NOT having swirl will absolutely kill the combustion efficiency of a direct-injection engine. But the way to generate swirl is by the bulk shape of the intake ports, not by a wee bit of roughness in the surface.
 
Brian.. I had read that and agree. My thought was that increasing any existing swirl could help, but I also said, "I'm not entirely sure you'll notice a measurable difference."

We're on the same page, just different words. :)
 
Swirl is intake charge motion about an axis roughly parallel to the bore axis. Tumble is intake charge motion about an axis roughly perpendicular to the bore axis. Squish is the high velocity, turbulent motion resulting from the intake charge being forced out of the rapidly narrowing space between piston crown and cylinder head at TDC and over the combustion chamber bowl ledge.

As others have noted, current engine design practice is to use tangential or helical intake port geometries. In the past, some have attempted to use shrouded intake valves, but these must be prevented from rotating. There are also instances of using a throttle on one port of a four valve engine, in order to increase swirl at lower engine speeds.
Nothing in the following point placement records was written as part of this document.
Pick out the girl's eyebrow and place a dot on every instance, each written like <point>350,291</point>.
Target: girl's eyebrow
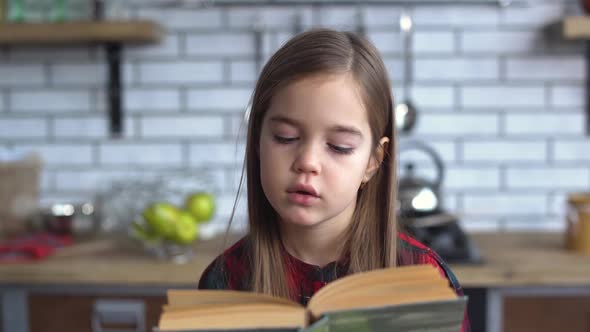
<point>336,128</point>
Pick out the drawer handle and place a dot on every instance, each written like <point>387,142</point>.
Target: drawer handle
<point>122,312</point>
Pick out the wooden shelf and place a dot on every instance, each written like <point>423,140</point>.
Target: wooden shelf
<point>80,33</point>
<point>110,34</point>
<point>578,27</point>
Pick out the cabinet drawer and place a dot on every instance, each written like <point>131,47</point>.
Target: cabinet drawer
<point>74,313</point>
<point>546,313</point>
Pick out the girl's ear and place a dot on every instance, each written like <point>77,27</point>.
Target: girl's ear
<point>376,159</point>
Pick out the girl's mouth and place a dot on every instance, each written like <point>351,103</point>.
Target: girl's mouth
<point>302,198</point>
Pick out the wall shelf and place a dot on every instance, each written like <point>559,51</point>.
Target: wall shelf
<point>578,28</point>
<point>110,34</point>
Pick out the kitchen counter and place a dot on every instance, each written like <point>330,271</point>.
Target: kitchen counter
<point>511,259</point>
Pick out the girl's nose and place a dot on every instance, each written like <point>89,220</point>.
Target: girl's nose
<point>307,161</point>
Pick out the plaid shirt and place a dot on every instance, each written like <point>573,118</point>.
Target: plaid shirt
<point>231,270</point>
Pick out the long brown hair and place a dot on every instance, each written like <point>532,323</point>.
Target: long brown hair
<point>370,240</point>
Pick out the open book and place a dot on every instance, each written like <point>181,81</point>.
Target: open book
<point>408,298</point>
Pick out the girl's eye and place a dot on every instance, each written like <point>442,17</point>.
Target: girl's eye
<point>340,149</point>
<point>284,140</point>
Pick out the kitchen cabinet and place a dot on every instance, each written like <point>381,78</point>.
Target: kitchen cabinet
<point>523,278</point>
<point>545,313</point>
<point>92,313</point>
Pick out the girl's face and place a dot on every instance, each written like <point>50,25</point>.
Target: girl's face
<point>315,149</point>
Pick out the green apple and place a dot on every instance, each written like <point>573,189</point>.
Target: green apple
<point>142,232</point>
<point>186,230</point>
<point>161,218</point>
<point>201,206</point>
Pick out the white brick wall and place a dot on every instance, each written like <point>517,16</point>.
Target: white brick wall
<point>457,69</point>
<point>505,96</point>
<point>137,154</point>
<point>21,74</point>
<point>499,99</point>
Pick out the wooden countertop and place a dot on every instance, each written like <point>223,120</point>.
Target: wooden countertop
<point>511,259</point>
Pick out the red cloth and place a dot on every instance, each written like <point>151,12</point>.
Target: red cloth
<point>231,270</point>
<point>32,247</point>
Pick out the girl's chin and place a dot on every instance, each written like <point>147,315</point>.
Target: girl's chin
<point>299,222</point>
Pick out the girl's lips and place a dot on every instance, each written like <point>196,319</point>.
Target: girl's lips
<point>302,199</point>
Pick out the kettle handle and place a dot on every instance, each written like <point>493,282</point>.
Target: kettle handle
<point>417,145</point>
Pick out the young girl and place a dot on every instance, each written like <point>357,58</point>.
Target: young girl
<point>321,173</point>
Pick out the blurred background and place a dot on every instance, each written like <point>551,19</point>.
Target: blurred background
<point>110,108</point>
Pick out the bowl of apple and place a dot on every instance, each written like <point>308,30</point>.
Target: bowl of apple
<point>168,231</point>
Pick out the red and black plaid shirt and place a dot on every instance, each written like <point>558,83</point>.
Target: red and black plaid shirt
<point>231,270</point>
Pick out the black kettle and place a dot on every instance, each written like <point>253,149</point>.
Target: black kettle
<point>419,197</point>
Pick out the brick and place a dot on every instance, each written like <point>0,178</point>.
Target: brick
<point>15,128</point>
<point>505,203</point>
<point>141,100</point>
<point>87,74</point>
<point>21,75</point>
<point>242,72</point>
<point>382,17</point>
<point>238,127</point>
<point>202,154</point>
<point>269,17</point>
<point>88,179</point>
<point>461,178</point>
<point>444,148</point>
<point>548,178</point>
<point>568,95</point>
<point>341,18</point>
<point>180,72</point>
<point>439,42</point>
<point>89,127</point>
<point>505,151</point>
<point>168,47</point>
<point>182,126</point>
<point>182,19</point>
<point>455,16</point>
<point>395,70</point>
<point>433,96</point>
<point>41,54</point>
<point>51,197</point>
<point>53,101</point>
<point>61,154</point>
<point>387,42</point>
<point>457,69</point>
<point>3,101</point>
<point>225,207</point>
<point>545,124</point>
<point>549,68</point>
<point>558,204</point>
<point>220,44</point>
<point>571,150</point>
<point>537,16</point>
<point>46,180</point>
<point>453,124</point>
<point>228,99</point>
<point>478,224</point>
<point>140,154</point>
<point>503,96</point>
<point>494,42</point>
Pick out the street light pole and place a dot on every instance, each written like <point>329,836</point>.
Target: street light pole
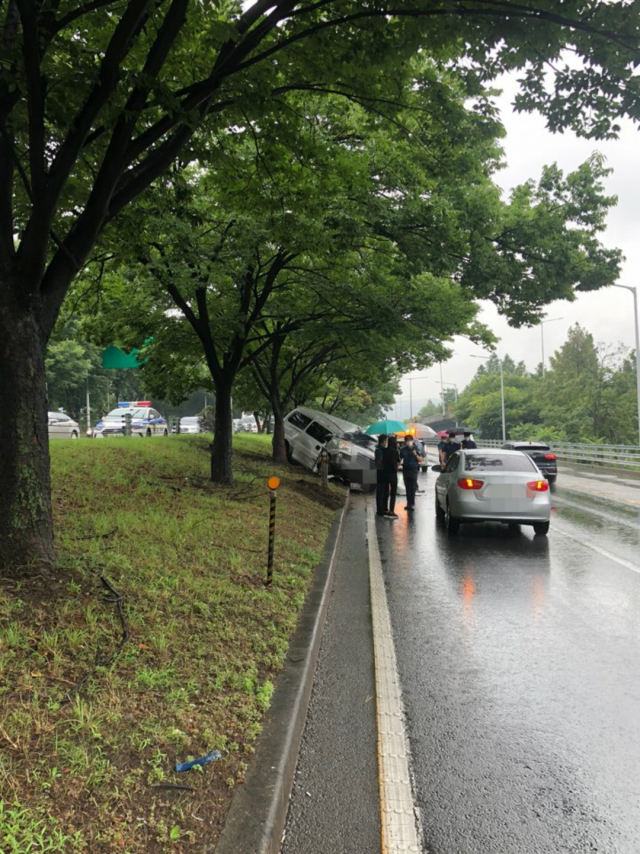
<point>504,420</point>
<point>542,323</point>
<point>634,291</point>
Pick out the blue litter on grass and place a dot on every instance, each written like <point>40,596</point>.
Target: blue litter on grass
<point>187,766</point>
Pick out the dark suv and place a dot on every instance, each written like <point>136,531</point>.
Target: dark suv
<point>541,454</point>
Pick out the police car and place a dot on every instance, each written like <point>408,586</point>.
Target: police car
<point>145,421</point>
The use of intake swirl in an OHV, DI diesel, piston engine is used to compensate for deficiencies in most injector spray nozzles. If the injector nozzle had an infinite number of holes that produced a fuel spray pattern which yielded instantaneous, perfect mixing of fuel and oxygen, then intake charge swirl would not be necessary. Nor would it even be desirable, since the swirling motion increases the rate of heat transfer and thus is somewhat detrimental to thermal efficiency. Modern ultra-high pressure common rail injector systems, utilizing multiple pre-injections, are very good at distributing a very fine spray of fuel throughout the intake charge. Thus the need for intake swirl to promote mixing is much reduced.